The nonprofit Camphill Village in Kimberton Hills, Chester County will install pasteurization and cheesemaking equipment for its disabled residents to use with its $41,389 grant. A 105-gallon vat, cheese press, Gouda cheese molds and an energy-efficient cooling system and vacuum packaging equipment will be purchased as well as supplies for the facility’s existing cheese cave. The cheeses will be marketed through Kimberton Whole Foods and their CSA share.
Organic transition, equipment upgrades and marketing assistance will improve Numa Foods’ productivity with its $83,070 funding. The Montgomery county dairy company will be able to produce 22,500 pieces of their milk-based nougat snacks per hour compared with the previous rate of 4,500 pieces hourly. Their $83,070 funding will provide for two 80-quart mixers, a cutting machine, pouch filter and packaging machines and two sugar boiling systems.
Turner Dairy Farms, Allegheny County, received funding at the first round of the Dairy Investment Program last spring to develop its cold-brewed coffee-milk beverage. Turner’s specialty milk drinks include chocolate banana, cookies and cream, orange cream, pumpkin spice, s’mores, and more are typically produced for limited times. Chuck Turner adapted his orange cream milk to fit the school lunch program. The new $334,282 grant will expand Turner’s line of milk beverages.
Leslie Farm, in Lawrence County’s Little Beaver Township, plans new equipment for producing yogurt from its grass-fed cows with its $33,963 grant award. Senator Elder Vogel (R-Beaver/Butler/Lawrence), chairman of the Pennsylvania Senate Agriculture and Rural Affairs Committee, commented, “Yogurt production from grass-fed cows addresses another specialized marketplace.

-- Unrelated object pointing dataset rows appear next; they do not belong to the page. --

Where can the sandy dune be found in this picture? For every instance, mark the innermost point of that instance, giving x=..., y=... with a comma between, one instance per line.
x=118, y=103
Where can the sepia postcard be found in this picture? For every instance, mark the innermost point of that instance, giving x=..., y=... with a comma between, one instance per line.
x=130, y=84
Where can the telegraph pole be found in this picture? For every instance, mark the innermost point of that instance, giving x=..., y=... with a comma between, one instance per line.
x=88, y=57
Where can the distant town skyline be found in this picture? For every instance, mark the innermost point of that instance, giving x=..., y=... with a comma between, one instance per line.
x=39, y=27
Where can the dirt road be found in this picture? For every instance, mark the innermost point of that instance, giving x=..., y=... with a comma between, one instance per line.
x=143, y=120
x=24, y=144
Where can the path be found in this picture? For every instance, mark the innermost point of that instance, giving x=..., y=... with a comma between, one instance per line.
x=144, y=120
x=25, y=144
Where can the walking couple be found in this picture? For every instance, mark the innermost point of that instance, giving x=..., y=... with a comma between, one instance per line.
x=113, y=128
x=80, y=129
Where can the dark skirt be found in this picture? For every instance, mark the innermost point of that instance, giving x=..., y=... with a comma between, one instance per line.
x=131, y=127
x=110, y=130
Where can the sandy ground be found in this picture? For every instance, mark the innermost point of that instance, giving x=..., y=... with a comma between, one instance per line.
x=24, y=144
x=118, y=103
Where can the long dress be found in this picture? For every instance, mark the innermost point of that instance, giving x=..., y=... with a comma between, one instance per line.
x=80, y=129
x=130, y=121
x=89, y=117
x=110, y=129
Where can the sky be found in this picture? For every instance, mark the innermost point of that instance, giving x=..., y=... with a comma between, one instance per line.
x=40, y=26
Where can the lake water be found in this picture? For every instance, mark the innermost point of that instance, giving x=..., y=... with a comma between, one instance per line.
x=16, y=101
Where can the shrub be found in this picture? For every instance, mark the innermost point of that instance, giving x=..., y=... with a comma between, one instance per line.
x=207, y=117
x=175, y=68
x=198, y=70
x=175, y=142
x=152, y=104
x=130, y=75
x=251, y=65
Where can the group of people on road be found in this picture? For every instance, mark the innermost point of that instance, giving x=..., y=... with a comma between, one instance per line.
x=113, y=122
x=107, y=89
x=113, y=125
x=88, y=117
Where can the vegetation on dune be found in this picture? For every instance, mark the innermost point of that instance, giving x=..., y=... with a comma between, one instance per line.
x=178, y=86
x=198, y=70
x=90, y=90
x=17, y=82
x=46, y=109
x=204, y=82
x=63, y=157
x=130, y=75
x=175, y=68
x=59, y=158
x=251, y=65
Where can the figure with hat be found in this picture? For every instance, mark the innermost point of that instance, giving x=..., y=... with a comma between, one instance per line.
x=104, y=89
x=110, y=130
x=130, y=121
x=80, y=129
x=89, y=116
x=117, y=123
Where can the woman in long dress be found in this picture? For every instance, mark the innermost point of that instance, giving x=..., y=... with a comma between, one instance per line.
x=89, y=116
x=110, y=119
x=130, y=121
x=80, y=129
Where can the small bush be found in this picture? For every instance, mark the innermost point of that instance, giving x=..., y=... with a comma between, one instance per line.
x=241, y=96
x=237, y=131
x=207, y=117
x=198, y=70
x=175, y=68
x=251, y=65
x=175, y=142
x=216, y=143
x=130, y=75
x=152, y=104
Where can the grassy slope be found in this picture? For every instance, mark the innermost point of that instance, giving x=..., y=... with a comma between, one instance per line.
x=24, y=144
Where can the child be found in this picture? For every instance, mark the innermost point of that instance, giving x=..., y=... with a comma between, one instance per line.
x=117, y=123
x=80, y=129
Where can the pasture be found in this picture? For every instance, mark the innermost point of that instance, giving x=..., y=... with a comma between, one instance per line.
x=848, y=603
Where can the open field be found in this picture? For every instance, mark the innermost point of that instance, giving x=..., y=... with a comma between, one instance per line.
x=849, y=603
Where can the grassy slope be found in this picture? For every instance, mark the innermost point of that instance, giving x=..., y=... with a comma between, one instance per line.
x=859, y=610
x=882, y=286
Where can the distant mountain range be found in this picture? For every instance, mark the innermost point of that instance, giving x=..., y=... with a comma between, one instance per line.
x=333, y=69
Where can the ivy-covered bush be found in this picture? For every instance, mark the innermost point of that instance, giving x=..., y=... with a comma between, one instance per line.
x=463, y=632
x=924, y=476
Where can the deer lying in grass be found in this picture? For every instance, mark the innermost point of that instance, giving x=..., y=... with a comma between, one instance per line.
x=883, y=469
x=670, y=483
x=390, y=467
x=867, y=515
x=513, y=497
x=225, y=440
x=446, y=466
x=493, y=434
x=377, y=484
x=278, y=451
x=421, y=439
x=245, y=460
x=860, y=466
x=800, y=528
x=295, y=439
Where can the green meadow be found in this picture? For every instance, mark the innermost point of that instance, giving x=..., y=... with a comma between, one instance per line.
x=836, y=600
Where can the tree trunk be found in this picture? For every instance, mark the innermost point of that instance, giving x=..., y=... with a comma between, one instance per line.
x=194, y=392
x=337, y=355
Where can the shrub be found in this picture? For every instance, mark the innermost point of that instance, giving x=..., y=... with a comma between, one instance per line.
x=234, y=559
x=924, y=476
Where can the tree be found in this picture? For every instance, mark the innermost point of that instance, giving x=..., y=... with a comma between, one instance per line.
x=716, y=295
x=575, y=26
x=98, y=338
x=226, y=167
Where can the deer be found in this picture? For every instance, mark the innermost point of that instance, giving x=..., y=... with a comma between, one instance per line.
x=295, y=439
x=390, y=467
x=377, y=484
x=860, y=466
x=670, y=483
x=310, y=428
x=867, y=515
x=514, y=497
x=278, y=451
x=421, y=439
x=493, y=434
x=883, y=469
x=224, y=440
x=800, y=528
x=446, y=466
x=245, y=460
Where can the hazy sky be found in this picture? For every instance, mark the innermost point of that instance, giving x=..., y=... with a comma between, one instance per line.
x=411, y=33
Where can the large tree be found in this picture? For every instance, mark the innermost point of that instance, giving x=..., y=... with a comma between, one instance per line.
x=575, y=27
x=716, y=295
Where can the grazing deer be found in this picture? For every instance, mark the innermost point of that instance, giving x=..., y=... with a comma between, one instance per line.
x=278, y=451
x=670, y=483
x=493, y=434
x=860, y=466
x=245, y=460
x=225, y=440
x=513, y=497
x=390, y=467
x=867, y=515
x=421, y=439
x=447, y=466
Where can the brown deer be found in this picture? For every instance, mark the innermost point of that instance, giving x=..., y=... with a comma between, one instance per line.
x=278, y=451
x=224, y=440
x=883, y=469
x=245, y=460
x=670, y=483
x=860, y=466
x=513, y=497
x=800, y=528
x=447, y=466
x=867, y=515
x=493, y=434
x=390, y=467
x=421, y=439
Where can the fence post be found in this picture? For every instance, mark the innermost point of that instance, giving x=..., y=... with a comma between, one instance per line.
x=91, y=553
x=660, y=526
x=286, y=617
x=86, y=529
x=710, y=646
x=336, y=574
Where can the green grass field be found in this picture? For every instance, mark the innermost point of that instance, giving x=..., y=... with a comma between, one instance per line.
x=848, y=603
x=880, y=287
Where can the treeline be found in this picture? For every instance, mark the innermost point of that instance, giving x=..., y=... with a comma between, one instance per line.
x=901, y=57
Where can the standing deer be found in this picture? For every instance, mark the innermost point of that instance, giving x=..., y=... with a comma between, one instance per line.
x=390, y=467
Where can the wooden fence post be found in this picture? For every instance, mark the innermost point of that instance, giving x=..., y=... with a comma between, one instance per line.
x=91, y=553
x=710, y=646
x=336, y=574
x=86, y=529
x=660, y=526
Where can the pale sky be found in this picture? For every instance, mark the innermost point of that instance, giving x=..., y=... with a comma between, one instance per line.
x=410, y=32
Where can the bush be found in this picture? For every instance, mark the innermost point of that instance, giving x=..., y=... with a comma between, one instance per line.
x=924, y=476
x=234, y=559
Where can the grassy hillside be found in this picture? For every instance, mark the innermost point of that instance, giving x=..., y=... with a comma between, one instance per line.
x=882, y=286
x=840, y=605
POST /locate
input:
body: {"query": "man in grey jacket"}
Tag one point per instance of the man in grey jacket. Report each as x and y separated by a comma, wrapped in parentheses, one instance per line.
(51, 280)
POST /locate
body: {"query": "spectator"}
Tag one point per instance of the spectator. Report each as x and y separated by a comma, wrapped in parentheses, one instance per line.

The Pennsylvania Dairy Investment Program is intended to direct money toward efforts like this that will truly benefit farmers and help promote their products.”
The grants required a 15 percent match of the project cost. The award maximums were $500,000 for value added processing for a co-op, processing plant or multi- producer; $100,000 for research and development, or for marketing; $50,000 for organic transition or for value added processing for on farm or a single producer.
The Dairy Investment Program is administered jointly by Pennsylvania’s Department of Community and Economic Development and the Department of Agriculture under the direction of the Commonwealth Financing Authority.